My sister died of Lou Gehrig's disease at the age of 33 in 2000. She was living with my parents with her two young sons. My mother passed away of the same disease three years ago. Its a degenerative disease. Both Mom and my sister began paralysis at the feet and it crept up to their heads in three year's time, so they died unable to move anything from the neck down. Walking was the first thing to go and the thing they both longed to do for themselves.
My dad lives with my sister's two sons (whom he and Mom adopted) and 'the boys' are now 20 & 21.
My dad knows when the boys are out, and often he can hear someone upstairs walking around when no one is home, and sometimes very late at night someone is walking from room to room, stopping, and moving to the next room and he knows it is my sister from the sound of the footsteps. He thinks she is just looking in on her sons, checking on them.

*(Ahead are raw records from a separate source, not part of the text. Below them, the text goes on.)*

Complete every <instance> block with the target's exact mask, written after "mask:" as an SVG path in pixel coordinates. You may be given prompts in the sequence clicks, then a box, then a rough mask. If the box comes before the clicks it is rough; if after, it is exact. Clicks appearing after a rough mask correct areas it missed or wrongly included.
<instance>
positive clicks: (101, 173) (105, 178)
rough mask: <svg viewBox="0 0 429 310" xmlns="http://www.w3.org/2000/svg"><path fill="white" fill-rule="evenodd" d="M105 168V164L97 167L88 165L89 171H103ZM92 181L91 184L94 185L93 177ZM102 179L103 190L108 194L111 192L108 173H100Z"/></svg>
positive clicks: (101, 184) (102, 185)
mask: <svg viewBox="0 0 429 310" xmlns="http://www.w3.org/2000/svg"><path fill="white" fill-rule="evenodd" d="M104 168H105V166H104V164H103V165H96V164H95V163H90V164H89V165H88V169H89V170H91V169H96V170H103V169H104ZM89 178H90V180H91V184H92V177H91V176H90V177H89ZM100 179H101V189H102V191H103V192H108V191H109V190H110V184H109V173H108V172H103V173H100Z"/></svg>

Once, my uncle was over & they were watching something on TV and they turned the sound down (annoying commercial) and my uncle said to my dad, "I thought you said the boys were at work?" My dad said, "They are. Those footsteps you hear is my daughter." My uncle at first, thought Dad meant me. No, said Dad, Carrie. My uncle ran up the stairs to find the source of the footsteps, but no one was up there. Had him a little shaken, but Dad is very used to it and doesn't even give it any thought.
Not long ago, he was asleep on the couch and he kind of half-asleep glanced up, and rolled over, thinking he saw my nephew coming down the steps, and going into the kitchen, and my dad thought, out the door for school. He hollered to the kitchen, "Before you go, make sure you clean up your mess!" Not 5 min later, down comes the very same nephew (who is a spitting image of his mother, but a lot taller) He'd JUST gotten out of bed - he had not been down the steps - still wasn't even dressed for school and came down to look for clean pants in the laundry - and his brother was still upstairs in bed snoring. Dad knew it was my sister again, but this time, he actually sort of saw her. He'd wished that he had actually LOOKED rather than glancing up half asleep and shutting his eyes again.
Took my dad a few min to realize that he never heard the kitchen door open, and no voice said, "Bye Pap!" as this he usually yells to my Dad.
He has heard my mother, too, and felt her caress his face, although he's never seen her except in dreams.
I did dream of Mom just once, and in this dream she told me that I'm
not going to die of cancer. Thanks, Mom. That leaves about 3,000 other things I could die from.
Couldn't you have just told me something useful from the grave, like the Powerball numbers?